I must be out of my goddamn mind. Basicamente é isto. Uma confusão de cuspir fogo! Sobretudo pela profusão de personagens e linhas narrativas, um território geográfico desconhecido e uma mão-cheia de pessoas que são relativamente parecidas umas com as outras (digam-me que não fui a única a não perceber quem era quem naquele "Snow Patrol", durante a confusão de ursos, zombies congelados e neve). É um misto de familiaridade (afinal, eu acompanhei a série pelos spoilers de segunda-feira) com um "mas quem é este que aparece agora e que pelos vistos é super importante, mas eu nunca o tinha visto mais gordo?". É um conhecer as teorias mais loucas sobre as personagens principais, mas não fazer ideia de quem são os buddies de cada um dos lados.

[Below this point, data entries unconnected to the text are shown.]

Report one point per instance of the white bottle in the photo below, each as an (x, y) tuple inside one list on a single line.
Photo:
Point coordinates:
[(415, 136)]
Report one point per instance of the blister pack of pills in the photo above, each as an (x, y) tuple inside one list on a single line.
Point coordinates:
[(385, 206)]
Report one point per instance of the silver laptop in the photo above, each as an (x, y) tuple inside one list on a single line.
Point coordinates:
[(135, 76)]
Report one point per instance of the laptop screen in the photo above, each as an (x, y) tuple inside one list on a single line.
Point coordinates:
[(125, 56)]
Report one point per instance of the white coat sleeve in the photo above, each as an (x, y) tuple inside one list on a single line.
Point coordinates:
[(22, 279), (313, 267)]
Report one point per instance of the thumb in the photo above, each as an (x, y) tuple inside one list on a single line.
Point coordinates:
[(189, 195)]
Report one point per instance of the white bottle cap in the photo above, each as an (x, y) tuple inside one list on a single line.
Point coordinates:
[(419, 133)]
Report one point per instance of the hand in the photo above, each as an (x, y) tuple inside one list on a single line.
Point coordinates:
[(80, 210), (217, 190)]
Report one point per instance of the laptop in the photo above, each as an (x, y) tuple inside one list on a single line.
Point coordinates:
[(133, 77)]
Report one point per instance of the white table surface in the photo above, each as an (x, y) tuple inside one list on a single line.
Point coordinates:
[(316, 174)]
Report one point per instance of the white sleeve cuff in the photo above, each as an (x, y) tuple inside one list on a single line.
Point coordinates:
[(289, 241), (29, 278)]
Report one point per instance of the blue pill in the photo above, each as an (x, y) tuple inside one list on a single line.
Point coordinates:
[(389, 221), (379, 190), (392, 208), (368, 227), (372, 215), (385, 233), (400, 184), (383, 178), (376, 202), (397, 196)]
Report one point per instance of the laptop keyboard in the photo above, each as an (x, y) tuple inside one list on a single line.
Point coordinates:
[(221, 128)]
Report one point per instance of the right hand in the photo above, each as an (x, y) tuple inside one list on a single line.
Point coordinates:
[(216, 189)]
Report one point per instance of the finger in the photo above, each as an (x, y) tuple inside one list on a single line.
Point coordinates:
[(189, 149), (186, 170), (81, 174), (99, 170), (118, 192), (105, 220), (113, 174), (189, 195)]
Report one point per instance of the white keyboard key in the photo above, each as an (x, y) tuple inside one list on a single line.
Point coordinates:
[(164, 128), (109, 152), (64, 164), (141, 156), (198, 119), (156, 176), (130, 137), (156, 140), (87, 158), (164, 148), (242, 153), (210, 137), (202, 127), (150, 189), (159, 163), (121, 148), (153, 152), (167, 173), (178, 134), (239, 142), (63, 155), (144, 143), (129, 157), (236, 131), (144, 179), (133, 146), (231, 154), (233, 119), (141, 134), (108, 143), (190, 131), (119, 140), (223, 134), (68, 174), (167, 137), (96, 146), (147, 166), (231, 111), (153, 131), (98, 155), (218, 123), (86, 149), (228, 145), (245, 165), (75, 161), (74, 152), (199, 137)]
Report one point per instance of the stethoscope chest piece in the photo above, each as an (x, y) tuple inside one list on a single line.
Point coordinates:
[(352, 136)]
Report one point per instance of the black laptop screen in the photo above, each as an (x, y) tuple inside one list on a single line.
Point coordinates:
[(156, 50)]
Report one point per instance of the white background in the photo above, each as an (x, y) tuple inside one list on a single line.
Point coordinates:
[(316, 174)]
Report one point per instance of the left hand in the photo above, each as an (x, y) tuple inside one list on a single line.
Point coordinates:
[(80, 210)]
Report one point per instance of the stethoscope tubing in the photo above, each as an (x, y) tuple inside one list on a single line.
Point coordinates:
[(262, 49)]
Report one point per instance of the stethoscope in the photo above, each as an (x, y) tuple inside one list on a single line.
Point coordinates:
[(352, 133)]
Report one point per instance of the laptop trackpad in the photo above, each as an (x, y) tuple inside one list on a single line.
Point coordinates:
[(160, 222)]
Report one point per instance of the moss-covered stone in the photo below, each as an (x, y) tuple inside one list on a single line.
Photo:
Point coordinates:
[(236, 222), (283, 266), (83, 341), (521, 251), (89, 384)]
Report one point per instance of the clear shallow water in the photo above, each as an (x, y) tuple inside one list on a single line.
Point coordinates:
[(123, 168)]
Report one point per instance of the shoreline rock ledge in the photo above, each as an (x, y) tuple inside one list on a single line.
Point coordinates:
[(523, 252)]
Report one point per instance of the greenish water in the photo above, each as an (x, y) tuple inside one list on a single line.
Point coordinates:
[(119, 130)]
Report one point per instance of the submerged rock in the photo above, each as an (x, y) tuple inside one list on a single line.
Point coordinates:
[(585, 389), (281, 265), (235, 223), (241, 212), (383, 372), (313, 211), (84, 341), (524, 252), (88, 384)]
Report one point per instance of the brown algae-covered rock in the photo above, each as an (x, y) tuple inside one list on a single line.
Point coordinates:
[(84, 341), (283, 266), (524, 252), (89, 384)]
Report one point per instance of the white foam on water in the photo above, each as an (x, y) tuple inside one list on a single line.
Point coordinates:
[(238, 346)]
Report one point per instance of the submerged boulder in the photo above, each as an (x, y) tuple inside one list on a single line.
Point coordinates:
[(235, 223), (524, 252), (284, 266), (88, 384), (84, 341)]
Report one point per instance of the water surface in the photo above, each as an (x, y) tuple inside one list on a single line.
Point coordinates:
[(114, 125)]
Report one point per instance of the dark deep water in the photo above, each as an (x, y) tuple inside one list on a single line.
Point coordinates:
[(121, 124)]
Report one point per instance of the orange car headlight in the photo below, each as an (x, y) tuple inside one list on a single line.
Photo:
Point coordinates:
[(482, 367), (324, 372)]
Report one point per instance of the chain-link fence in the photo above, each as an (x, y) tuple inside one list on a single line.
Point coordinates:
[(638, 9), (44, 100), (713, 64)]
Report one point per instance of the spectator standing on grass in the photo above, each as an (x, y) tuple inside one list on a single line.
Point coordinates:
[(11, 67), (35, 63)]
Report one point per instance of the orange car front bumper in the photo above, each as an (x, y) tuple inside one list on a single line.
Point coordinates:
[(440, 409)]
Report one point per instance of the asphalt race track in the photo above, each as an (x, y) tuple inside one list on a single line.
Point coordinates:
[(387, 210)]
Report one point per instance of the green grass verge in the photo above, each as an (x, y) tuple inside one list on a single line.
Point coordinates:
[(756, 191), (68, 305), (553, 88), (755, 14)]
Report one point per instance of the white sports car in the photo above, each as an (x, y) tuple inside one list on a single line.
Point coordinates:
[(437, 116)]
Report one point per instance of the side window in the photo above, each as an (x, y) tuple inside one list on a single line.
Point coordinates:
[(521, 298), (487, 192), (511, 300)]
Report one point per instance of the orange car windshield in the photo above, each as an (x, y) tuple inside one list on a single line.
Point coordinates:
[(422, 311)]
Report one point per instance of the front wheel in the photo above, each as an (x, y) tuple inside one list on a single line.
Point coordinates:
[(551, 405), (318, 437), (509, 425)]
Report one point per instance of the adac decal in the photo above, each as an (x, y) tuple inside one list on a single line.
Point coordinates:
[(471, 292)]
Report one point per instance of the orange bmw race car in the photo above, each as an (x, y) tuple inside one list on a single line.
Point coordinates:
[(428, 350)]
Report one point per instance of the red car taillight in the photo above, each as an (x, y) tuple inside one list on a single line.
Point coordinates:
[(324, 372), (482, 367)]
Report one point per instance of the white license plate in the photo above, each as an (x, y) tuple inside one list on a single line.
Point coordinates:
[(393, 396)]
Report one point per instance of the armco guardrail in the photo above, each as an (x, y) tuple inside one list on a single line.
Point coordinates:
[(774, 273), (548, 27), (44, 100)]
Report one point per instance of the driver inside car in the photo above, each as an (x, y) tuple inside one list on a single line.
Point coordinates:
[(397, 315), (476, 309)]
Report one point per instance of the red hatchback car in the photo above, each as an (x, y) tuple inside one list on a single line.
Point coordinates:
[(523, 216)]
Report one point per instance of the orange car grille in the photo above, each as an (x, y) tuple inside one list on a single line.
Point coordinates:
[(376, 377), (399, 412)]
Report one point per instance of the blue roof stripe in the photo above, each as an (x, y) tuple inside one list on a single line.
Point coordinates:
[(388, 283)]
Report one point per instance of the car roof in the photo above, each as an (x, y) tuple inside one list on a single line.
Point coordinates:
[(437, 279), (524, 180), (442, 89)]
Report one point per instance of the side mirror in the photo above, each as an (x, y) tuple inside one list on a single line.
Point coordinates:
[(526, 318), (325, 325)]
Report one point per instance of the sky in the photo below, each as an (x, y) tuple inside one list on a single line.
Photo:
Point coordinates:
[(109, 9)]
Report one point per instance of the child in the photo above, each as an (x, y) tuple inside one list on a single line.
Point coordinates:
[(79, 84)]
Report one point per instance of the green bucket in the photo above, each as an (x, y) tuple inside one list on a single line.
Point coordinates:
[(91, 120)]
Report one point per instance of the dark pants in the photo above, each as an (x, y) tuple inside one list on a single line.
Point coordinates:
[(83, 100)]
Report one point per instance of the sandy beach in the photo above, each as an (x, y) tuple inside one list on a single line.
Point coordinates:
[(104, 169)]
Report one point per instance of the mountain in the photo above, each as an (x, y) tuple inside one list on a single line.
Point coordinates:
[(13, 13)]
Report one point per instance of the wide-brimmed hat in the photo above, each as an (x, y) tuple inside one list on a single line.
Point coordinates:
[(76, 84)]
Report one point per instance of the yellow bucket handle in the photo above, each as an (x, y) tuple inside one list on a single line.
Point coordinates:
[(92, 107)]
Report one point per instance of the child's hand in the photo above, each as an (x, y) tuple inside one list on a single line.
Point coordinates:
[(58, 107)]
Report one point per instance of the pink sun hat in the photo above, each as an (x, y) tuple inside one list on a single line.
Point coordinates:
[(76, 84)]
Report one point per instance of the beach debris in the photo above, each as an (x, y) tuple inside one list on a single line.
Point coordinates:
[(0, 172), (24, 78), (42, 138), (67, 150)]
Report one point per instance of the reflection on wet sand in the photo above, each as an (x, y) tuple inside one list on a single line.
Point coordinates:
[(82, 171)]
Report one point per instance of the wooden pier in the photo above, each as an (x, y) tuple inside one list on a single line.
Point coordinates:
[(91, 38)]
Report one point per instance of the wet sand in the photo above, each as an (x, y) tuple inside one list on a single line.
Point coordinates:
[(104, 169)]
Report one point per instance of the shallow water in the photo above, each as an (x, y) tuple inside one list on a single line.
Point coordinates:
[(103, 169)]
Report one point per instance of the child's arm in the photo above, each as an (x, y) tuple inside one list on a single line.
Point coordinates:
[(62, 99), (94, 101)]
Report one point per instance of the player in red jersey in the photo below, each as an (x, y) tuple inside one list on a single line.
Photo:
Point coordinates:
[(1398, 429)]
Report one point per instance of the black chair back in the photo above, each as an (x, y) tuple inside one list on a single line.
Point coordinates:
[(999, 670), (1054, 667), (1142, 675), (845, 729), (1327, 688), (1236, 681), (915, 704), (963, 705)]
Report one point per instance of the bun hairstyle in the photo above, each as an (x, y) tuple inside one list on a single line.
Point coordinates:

É desgastante e enervante… mas que importa? Há sempre um dragão para salvar (ou estragar) o dia.

 

Posto isto, espero impacientemente pelo fim da temporada 7. E, talvez quando esta acabar, me dedique a uma longa maratona pelos confins passados de Westeros. Afinal, para quê ver uma série seguida da season 1 à 8, se se pode andar a fazer uma gincana da 7 para a 1 e depois para a 8?

 

Contudo, antes de passarmos ao desfecho que se aproxima (e descobrirmos o que raio se vai passar entre a Arya e a Sansa no meio de tanto #TeenageAngst), gostaria de partilhar 7 interrogações que me invadem o cérebro desde que embarquei nesta onda de gelo e fogo. Estão à vontade para responder – afinal, a minha colega de casa já não me pode ouvir.

 

 

7 interrogações de quem começa a ver «Game of Thrones» na season 7

1. O que raio é o Three-Eyed Raven e porque se assemelha tanto a uma bitchy resting face constante?

2. Porque é que há um gosto especial em criar personagens com nomes tão parecidos? É para confundir e não detetarmos plotholes na história? Ou há algures um livro de bolso à venda com todos os nomes de todos os reinos e estão a mungir a vaca do dinheiro?

3. De onde vêm as roupas dos zombies congelados? E o vestido impressionante da Daenerys para o Winter Ball com Jon Snow e sus muchachos? Foi o Varys que o desenhou e o Tyrion costurou? Gostava mesmo de saber o designer – o vestido era um espanto!

4. O pessoal que não é rei, nobre ou bastardo do rei não se cansa de tanta curva e contra-curva (que tal uma revolução francesa em Westeros, people?Rise up!)?

5. Qual a lógica do discurso da Dany de "eu sou diferente, sou uma pessoa fofinha e vou ajudar-vos a serem todos felizes" se depois os começa a cozinhar? Para esta humilde pessoa que acompanha a partir da season 7, ela parece-me bem mais assustadora do que a Cersei.

6. Como é que se monta um dragão, sem cair? A sério! É preciso uma sela? Há um truque qualquer? É preciso ter formação com o filme de animação «Como Treinares o teu Dragão?»?

7. Jon & Dany, winter love, we get it. Mas… 1) é preciso aqueles olhares todos pouco subtis à novela mexicana? 2) Então os dragões não eram os babies dela? E que a miúda está nem aí para o "pequenote" que morreu. Parecia-me bem mais concentrada em ver a peitaça do novo amigo felpudo (trocadilho cheio de piada com a cena dos tapetes IKEA, 'tão a ver?).

 

 

* Sim, eu sei o que são White Walkers e wights – podem respirar fundo, tirar o ar indignado e voltar à leitura deste brilhante texto, com toda a tranquilidade!